Strengths: Jesse Eisenberg (James Brennan) and Kristen Stewart (Emily Lewin) have played a couple on screen multiple times. Their chemistry is clear and it has never been better than it was in this movie. They play well off one another and feel like a real couple. You want to root for them. There's a charm to them and to the movie as a whole. It's not a premise that sets up for a lot of excitement, but the supporting cast is filled with talented people who make everything work. Bill Hader (Bobby), Kristen Wiig (Paulette), Ryan Reynolds (Mike Connell), and Martin Starr (Joel) were all great without stealing too much of the spotlight. The script allows for a lot of sharp dialogue and some strong character moments. Stewart is especially given a lot to work with when it comes to her home life. The soundtrack is also tremendous fun, filled with feel good 80s jams.
Weaknesses: There's almost nothing in the way of surprises from this movie. A lot of the beats hit and plot points are all things you've come to expect in similar romantic comedies. From Emily's side affair with Mike to the way James reacts to finding out. And while the cast is very good, they can't escape some of the clichés that comes with their characters. Reynolds, Starr, and Eisenberg all feel like they're playing people we've seen before. Also, plenty of comedy misses the mark throughout. For a comedy, I only found myself laughing a few times.
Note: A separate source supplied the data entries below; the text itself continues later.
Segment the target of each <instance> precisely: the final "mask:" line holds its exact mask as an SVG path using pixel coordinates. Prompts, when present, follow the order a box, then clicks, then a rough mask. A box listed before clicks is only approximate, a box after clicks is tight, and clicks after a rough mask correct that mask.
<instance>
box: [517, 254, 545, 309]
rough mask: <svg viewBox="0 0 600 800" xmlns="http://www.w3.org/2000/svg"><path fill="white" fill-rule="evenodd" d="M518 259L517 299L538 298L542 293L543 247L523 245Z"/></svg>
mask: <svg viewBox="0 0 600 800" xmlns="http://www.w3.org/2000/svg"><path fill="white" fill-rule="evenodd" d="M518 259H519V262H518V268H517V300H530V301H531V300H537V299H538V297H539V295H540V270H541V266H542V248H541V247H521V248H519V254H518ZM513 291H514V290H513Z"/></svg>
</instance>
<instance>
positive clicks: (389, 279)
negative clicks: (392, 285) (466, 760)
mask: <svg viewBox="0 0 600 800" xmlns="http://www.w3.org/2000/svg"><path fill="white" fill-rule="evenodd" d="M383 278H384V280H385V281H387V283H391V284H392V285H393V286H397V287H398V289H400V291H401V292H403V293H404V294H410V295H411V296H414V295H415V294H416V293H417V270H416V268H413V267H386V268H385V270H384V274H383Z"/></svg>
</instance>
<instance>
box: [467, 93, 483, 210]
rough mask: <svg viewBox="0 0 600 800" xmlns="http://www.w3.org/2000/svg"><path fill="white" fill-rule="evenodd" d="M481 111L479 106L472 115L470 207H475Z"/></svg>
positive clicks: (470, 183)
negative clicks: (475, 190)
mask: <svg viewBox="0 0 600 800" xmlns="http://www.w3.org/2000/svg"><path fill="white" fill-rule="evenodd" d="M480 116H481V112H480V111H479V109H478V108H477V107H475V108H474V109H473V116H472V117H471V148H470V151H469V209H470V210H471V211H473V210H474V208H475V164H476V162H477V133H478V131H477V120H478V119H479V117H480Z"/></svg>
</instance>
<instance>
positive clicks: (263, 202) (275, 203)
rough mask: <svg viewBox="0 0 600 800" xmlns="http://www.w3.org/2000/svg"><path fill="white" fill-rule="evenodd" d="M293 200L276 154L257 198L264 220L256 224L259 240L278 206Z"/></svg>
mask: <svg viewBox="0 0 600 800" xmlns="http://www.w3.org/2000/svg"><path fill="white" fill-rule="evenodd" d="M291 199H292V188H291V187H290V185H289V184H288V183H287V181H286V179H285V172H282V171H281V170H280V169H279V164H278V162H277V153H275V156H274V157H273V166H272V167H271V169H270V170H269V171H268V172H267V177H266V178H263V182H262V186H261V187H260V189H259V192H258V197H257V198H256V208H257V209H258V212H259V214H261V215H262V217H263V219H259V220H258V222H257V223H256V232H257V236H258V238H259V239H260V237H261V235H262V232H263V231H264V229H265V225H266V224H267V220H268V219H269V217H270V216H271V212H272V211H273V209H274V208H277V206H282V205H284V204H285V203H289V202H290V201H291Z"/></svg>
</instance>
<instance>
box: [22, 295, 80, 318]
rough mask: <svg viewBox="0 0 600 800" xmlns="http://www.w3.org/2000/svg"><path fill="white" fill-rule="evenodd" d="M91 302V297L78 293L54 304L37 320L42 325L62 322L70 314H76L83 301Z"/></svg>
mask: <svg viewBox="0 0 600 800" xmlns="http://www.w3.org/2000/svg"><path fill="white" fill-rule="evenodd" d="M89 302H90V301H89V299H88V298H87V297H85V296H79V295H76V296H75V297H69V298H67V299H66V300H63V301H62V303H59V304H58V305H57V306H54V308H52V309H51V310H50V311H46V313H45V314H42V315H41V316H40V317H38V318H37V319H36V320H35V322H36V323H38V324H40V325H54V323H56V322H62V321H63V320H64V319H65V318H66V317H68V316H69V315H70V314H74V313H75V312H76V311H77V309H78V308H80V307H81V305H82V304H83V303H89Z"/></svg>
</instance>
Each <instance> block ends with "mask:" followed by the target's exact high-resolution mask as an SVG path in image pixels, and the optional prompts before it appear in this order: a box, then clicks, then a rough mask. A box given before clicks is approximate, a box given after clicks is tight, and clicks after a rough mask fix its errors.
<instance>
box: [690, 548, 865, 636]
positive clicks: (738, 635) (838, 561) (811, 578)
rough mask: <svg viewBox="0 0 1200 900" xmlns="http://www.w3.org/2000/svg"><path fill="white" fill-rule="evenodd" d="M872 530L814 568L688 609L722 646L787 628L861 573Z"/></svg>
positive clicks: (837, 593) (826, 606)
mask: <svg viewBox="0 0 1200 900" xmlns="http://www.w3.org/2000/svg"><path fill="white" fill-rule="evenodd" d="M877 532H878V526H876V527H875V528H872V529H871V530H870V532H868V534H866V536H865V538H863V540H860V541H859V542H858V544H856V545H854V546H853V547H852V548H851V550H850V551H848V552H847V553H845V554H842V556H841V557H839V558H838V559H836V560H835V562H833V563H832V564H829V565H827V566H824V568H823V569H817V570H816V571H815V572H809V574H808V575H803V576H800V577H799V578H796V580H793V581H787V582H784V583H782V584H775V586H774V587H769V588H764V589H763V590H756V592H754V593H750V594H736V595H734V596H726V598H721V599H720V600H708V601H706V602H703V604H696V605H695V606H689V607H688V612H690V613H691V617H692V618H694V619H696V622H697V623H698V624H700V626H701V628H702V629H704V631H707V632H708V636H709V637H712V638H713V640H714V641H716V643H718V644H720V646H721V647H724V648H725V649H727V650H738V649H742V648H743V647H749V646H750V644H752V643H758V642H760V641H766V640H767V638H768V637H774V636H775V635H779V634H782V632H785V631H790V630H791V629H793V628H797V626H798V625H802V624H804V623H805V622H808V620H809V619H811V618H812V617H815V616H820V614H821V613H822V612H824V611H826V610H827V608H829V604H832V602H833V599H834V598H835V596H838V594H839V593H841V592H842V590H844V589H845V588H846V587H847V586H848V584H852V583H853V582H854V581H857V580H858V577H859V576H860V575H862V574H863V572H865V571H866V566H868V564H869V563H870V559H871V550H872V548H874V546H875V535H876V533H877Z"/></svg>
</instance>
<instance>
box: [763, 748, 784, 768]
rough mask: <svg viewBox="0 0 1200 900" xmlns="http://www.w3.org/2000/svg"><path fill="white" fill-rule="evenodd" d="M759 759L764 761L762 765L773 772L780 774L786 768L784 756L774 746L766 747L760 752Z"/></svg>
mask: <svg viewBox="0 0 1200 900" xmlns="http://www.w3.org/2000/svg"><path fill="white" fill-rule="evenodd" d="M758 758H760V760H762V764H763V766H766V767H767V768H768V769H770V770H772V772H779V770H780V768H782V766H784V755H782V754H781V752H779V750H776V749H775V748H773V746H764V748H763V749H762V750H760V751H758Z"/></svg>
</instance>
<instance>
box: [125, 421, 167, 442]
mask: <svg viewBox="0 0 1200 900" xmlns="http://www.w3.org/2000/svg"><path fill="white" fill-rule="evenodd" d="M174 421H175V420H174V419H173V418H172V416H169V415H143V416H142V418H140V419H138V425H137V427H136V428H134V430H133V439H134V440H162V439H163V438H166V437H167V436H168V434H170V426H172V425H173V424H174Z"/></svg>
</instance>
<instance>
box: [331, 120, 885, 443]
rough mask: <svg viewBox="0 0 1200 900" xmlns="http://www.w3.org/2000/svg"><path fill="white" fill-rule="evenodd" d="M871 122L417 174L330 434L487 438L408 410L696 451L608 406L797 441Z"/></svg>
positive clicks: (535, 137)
Overall: It's not as funny or original as I would've liked. That being said, Adventureland still provides us with some sharp dialogue, a solid romance, and an entertaining plot that is helped by the strong performances of the cast.
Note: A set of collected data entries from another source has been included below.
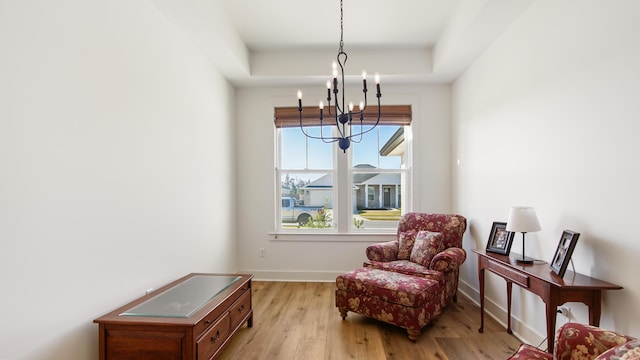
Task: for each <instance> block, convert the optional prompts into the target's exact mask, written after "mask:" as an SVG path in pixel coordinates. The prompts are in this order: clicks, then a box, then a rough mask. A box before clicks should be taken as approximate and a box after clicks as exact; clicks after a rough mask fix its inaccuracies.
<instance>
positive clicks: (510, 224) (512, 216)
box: [506, 206, 540, 264]
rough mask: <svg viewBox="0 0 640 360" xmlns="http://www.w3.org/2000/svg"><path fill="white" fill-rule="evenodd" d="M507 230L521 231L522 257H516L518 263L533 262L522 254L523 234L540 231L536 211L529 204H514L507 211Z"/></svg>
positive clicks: (523, 245)
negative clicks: (518, 204) (508, 211)
mask: <svg viewBox="0 0 640 360" xmlns="http://www.w3.org/2000/svg"><path fill="white" fill-rule="evenodd" d="M506 230H507V231H513V232H521V233H522V258H517V259H516V262H518V263H520V264H533V259H532V258H529V257H526V256H524V246H525V245H524V235H525V234H526V233H528V232H531V231H540V223H539V222H538V217H537V216H536V211H535V210H534V209H533V208H532V207H530V206H514V207H512V208H511V211H509V219H508V220H507V228H506Z"/></svg>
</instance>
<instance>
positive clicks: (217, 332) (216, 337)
mask: <svg viewBox="0 0 640 360" xmlns="http://www.w3.org/2000/svg"><path fill="white" fill-rule="evenodd" d="M218 339H220V330H218V331H216V335H215V336H212V337H211V342H216V341H218Z"/></svg>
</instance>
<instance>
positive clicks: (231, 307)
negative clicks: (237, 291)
mask: <svg viewBox="0 0 640 360" xmlns="http://www.w3.org/2000/svg"><path fill="white" fill-rule="evenodd" d="M249 311H251V291H247V292H245V293H244V294H243V295H242V296H241V297H240V299H238V301H236V302H235V303H234V304H233V305H232V306H231V309H229V313H230V314H231V326H232V327H233V328H235V327H236V326H237V325H238V324H240V323H241V322H242V320H243V319H244V318H245V316H247V314H248V313H249Z"/></svg>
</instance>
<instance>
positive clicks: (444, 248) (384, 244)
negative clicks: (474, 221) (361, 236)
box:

great movie, I loved every minute of it
Greg Mottola's winning and sharp-witted summertime coming-of-age comedy about a college graduate learning life lessons on its roller coaster ride of infatuation, sexual awakening and romantic mishaps.
Honestly, I went into this movie with low expectations. It was pretty damn good.
It has its moments, but overall forgettable. Entirely too slow moving, but it has sparks of humor, sweetness and nostalgia, especially for my generation. Unfortunately, it's not enough to want to sit through this movie ever again or highly recommend it to anyone else.
A film that captures the essence of trying to land your feet post-grad - and the relationships and reflections you make while making the best of your situation.